7) ‘THE PATH FORWARD’: A Better Way

Karnataka needs to withdraw this draft bill altogether and begin a transparent and inclusive consultation process:
– Inviting constitutional experts, advocates for digital rights, media experts and technology professionals, making it a complete multistakeholder process.
– Publishing a white paper on constitutional based regulation in a minimum time duration, and 

– Doing pilot programs like media literacy and platform transparency measures before coming to a punitive lawmaking

The state still has the opportunity to lead the way in fighting misinformation, but it will need to support solutions that strengthen democratic norms rather than tearing them down.

8) Closing line:

The Karnataka Misinformation and Fake News (Prohibition) Bill, 2025 fails in every dimension
– of its constitutional validity,
– administrative feasibility, and
– democratic integrity.

The harms associated with misinformation are real.
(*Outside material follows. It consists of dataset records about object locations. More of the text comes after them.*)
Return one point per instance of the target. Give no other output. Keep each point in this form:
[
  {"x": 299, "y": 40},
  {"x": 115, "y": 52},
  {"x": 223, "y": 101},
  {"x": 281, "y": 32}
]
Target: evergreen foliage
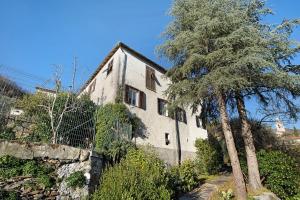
[
  {"x": 140, "y": 175},
  {"x": 34, "y": 109},
  {"x": 183, "y": 178},
  {"x": 280, "y": 173},
  {"x": 107, "y": 141},
  {"x": 209, "y": 156},
  {"x": 76, "y": 179}
]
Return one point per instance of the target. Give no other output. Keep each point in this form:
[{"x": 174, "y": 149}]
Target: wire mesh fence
[
  {"x": 49, "y": 116},
  {"x": 56, "y": 116}
]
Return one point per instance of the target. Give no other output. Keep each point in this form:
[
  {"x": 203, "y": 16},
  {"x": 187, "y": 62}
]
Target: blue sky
[{"x": 36, "y": 34}]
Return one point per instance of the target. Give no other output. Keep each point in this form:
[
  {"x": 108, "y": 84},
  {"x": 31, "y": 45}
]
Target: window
[
  {"x": 150, "y": 78},
  {"x": 167, "y": 139},
  {"x": 181, "y": 115},
  {"x": 198, "y": 122},
  {"x": 92, "y": 87},
  {"x": 135, "y": 97},
  {"x": 162, "y": 107},
  {"x": 109, "y": 67}
]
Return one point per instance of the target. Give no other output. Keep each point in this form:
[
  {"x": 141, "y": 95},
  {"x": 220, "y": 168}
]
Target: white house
[{"x": 142, "y": 84}]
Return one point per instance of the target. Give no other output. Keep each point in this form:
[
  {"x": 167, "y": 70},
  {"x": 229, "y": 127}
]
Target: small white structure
[
  {"x": 142, "y": 85},
  {"x": 16, "y": 112}
]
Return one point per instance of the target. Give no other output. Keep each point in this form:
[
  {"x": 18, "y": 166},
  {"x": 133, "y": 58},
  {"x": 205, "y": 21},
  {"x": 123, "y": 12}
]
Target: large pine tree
[{"x": 220, "y": 49}]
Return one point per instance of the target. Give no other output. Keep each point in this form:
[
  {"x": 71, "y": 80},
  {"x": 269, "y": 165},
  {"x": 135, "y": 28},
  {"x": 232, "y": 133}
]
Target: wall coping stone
[{"x": 26, "y": 150}]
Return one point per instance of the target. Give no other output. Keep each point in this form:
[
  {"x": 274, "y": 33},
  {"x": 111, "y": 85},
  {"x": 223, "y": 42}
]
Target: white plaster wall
[
  {"x": 106, "y": 85},
  {"x": 156, "y": 125}
]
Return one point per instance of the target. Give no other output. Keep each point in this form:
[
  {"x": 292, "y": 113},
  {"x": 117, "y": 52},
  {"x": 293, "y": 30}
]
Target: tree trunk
[
  {"x": 235, "y": 163},
  {"x": 253, "y": 172}
]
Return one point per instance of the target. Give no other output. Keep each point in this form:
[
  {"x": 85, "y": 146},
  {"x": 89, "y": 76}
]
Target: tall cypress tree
[{"x": 220, "y": 49}]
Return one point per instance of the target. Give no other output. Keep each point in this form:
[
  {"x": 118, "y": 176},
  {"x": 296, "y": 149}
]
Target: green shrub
[
  {"x": 140, "y": 175},
  {"x": 76, "y": 179},
  {"x": 183, "y": 178},
  {"x": 280, "y": 173},
  {"x": 45, "y": 181},
  {"x": 9, "y": 195},
  {"x": 10, "y": 166},
  {"x": 7, "y": 134},
  {"x": 114, "y": 146},
  {"x": 209, "y": 156}
]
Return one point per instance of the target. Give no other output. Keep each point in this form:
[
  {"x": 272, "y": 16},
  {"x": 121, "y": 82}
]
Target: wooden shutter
[
  {"x": 110, "y": 66},
  {"x": 142, "y": 100},
  {"x": 150, "y": 78},
  {"x": 184, "y": 116},
  {"x": 198, "y": 121},
  {"x": 159, "y": 106},
  {"x": 126, "y": 94}
]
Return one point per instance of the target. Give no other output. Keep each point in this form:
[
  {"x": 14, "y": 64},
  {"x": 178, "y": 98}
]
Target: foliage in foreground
[
  {"x": 114, "y": 146},
  {"x": 280, "y": 173},
  {"x": 5, "y": 195},
  {"x": 12, "y": 167},
  {"x": 209, "y": 156},
  {"x": 35, "y": 109},
  {"x": 76, "y": 179},
  {"x": 139, "y": 175}
]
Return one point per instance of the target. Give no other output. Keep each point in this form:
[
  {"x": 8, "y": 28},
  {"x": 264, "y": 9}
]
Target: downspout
[{"x": 178, "y": 138}]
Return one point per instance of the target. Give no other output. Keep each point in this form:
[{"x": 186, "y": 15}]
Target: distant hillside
[{"x": 10, "y": 88}]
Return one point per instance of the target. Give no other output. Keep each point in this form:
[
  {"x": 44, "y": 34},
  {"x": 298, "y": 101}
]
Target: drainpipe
[{"x": 178, "y": 138}]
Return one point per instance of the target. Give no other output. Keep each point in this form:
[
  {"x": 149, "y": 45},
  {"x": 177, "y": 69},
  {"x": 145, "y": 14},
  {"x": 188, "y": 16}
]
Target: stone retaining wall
[{"x": 64, "y": 159}]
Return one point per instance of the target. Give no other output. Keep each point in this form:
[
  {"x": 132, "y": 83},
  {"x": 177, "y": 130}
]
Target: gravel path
[{"x": 205, "y": 191}]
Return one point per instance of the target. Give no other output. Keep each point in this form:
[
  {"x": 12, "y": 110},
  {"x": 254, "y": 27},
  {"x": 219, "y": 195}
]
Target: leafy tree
[
  {"x": 221, "y": 50},
  {"x": 113, "y": 143},
  {"x": 140, "y": 175},
  {"x": 58, "y": 120},
  {"x": 200, "y": 43}
]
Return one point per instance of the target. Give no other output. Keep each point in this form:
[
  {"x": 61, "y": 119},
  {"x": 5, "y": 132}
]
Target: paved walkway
[{"x": 205, "y": 191}]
There are no shortcuts to building an informed citizenry, certainly not ones paved with suppression, because

जो लोकतंत्र बहस से डरता है, वो पहले ही गलत जानकारी से हार चुका है।
ಜೋ ಪ್ರಜಾಪ್ರಭುತ್ವ ವಾದವಿವಾದದಿಂದ ಭಯಪಡುತ್ತದೆ, ಅದು ಈಗಾಗಲೇ ತಪ್ಪು ಮಾಹಿತಿಗೆ ಸೋತಿದೆ.
A democracy that fears debate is already losing to misinformation.

Thus, Karnataka must choose the path of open, participatory, and rights-respecting information governance, not control in the name of clarity, but clarity through collaboration.